Feeling overwhelmed when you come back is possibly from the knowing factor, of what you are doing now, returning and the stark difference between being unaware of your senses and suddenly returning to full awareness of them is startling you. This feeling of driftiness is part of the healing process as your mind lowers its defenses and feeling overwhelmed is these habitual defense mechanisms coming back, this will lesson over time as your mind finds safety in this process.

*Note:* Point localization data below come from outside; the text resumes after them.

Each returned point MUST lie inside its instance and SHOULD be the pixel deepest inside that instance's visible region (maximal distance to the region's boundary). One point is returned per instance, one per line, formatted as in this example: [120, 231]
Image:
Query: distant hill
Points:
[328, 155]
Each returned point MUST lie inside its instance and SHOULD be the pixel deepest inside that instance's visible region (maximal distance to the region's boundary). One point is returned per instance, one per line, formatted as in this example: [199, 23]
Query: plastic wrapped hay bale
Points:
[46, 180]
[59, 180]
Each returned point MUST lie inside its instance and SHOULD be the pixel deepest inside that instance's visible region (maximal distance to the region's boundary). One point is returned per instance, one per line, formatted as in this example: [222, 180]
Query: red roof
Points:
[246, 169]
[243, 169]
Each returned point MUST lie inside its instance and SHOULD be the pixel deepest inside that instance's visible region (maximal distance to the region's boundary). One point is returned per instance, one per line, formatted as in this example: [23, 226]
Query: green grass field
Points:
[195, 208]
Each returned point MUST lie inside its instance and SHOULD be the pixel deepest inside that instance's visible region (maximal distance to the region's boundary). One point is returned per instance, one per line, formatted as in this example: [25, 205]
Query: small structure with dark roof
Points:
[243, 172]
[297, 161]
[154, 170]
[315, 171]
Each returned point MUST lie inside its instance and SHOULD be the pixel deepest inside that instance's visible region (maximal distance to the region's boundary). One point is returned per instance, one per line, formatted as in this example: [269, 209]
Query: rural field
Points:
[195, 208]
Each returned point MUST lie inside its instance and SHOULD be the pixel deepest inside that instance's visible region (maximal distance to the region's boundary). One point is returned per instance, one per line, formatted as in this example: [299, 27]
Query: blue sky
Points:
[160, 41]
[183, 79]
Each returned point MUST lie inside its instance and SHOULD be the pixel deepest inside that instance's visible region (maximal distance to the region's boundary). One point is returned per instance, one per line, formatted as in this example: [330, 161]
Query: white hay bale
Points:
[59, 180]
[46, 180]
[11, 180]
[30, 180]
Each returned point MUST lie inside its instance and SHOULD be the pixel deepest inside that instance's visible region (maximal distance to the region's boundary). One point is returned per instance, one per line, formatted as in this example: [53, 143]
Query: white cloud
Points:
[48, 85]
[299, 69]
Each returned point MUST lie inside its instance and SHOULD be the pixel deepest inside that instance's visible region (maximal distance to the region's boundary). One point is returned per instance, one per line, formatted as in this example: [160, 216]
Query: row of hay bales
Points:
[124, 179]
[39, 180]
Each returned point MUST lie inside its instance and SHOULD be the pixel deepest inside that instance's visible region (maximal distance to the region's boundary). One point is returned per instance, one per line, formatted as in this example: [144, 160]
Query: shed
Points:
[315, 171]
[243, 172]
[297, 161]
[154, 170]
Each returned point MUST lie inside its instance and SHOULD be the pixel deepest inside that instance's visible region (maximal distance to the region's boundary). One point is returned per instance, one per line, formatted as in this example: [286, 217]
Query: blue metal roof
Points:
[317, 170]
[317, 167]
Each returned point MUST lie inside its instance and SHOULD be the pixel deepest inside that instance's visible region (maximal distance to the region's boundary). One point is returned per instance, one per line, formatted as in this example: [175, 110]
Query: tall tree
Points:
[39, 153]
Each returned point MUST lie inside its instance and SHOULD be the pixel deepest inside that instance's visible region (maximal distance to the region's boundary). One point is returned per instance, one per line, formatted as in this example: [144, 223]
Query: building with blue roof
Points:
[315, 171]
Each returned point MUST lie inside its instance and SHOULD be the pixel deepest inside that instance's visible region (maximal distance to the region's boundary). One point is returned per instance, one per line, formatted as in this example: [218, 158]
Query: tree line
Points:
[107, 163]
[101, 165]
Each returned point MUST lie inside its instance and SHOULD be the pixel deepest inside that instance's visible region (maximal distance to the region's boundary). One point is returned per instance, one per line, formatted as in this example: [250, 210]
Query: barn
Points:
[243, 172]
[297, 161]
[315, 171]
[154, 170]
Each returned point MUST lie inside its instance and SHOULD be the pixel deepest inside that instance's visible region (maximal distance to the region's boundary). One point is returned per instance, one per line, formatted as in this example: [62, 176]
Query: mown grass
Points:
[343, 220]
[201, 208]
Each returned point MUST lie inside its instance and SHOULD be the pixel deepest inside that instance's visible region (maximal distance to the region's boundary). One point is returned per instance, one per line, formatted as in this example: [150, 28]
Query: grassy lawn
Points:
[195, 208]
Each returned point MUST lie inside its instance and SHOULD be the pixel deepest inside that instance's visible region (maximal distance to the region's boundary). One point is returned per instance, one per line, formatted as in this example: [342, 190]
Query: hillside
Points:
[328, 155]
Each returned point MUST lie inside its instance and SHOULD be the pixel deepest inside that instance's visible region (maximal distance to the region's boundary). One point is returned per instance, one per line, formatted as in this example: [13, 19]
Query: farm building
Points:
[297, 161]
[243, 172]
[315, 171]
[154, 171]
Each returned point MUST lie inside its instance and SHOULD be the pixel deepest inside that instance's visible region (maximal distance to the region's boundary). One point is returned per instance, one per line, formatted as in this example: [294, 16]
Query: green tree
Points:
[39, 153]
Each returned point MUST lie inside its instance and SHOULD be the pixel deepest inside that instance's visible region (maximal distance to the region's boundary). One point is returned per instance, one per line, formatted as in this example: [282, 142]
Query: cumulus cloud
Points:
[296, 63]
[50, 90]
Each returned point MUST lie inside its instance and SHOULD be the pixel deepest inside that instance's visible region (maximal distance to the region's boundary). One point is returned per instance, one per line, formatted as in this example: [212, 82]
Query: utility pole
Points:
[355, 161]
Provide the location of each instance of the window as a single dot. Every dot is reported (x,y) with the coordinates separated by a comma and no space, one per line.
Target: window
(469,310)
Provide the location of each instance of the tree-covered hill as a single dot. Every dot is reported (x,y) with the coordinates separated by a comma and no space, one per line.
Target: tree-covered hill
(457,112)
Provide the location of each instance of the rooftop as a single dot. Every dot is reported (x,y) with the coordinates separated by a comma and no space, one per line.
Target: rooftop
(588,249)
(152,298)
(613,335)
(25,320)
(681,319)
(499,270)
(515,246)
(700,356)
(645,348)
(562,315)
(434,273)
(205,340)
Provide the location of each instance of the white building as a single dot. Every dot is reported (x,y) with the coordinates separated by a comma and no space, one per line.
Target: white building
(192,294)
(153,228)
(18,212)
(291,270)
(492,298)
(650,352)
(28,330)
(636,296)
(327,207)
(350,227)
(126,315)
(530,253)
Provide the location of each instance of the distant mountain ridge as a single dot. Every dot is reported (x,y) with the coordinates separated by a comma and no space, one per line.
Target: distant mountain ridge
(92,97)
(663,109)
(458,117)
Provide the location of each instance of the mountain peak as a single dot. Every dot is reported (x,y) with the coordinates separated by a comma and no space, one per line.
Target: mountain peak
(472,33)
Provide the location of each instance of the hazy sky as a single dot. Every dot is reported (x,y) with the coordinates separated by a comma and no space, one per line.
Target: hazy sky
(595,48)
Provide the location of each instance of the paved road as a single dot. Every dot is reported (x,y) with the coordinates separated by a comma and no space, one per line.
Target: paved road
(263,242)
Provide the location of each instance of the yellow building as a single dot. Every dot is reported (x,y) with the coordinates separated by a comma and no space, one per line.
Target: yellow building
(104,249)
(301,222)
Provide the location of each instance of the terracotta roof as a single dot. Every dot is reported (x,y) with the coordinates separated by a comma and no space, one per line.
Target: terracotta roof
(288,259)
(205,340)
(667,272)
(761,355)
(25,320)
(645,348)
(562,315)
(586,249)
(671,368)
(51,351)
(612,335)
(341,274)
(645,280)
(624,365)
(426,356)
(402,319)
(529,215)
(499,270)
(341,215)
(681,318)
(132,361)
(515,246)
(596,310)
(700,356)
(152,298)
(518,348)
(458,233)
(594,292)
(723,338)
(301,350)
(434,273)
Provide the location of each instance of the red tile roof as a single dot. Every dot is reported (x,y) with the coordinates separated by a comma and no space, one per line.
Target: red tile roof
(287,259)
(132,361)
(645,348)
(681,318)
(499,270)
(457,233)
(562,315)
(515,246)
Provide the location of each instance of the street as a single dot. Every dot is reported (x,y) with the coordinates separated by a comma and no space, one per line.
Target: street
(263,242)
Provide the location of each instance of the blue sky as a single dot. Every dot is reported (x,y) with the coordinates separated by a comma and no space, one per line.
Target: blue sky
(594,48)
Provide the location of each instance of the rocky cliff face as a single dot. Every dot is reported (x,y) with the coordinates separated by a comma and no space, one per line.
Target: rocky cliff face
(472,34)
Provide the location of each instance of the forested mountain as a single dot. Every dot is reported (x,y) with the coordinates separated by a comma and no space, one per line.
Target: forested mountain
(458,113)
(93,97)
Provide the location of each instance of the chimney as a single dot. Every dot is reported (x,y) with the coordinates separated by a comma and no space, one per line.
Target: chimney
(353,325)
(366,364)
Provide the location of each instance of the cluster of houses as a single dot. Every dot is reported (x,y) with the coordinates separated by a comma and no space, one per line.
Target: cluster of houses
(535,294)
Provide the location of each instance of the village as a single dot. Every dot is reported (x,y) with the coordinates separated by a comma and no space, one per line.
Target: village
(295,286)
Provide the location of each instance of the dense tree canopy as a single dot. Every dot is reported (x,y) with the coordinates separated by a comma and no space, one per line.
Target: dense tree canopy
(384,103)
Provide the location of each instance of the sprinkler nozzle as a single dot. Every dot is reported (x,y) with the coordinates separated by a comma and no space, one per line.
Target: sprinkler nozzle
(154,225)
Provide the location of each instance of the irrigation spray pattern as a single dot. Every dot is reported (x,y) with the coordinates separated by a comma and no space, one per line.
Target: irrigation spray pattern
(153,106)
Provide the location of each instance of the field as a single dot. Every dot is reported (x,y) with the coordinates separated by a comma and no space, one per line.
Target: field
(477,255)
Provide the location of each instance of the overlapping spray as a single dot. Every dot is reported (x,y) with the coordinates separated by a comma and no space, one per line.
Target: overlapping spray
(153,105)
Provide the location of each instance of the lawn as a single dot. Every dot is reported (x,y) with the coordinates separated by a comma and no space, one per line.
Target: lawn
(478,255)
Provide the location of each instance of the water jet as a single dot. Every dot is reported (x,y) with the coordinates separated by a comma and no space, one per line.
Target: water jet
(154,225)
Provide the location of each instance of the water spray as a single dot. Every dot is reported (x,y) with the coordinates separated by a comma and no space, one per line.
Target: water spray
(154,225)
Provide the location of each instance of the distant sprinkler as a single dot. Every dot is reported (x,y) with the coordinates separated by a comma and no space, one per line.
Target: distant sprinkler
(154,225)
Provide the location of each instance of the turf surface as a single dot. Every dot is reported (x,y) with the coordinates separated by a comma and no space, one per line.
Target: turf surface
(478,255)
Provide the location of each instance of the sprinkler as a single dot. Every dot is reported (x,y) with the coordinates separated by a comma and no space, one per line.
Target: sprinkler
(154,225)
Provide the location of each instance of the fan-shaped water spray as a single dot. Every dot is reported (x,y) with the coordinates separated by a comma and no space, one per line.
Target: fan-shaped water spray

There are two areas you can work with:
1. Focus on lowering your effort in diaphragm breathing incase you are hyperventilating. Less effort is the key as we are not making our breathing behave a certain way but rather re-training it to do, what it already knows how to do. We just need to remind our body that breathing starts with the diaphragm. If you experience any light headedness then stop controlling your breathing; allow it to return to normal.

Slow, diaphragm breathing increases CO2 levels, this can cause the light headness if chest breathing is normal for you. Any experience of light headedness will then gradually fade as the oxygen / CO2 levels rebalance. This takes about 10 - 20 seconds for the feeling to start to fade after control of the breathing is abandoned. This feeling of lightheadness can be normal when first switching from chest to diaphragmatic breathing but gradually becomes less over time.

2. When you enter into the third stage of allowing your breathing to happen by itself, autonomously, put more effort into remembering to remembering the experience of your body lying there. The experience of your whole body on the hardness of the floor: heaviness, touch, pressure etc in order to ground your awareness This effort in remembering to remember is the aspect of mindfulness and will prevent the over-calming of the knowing factor of your awareness.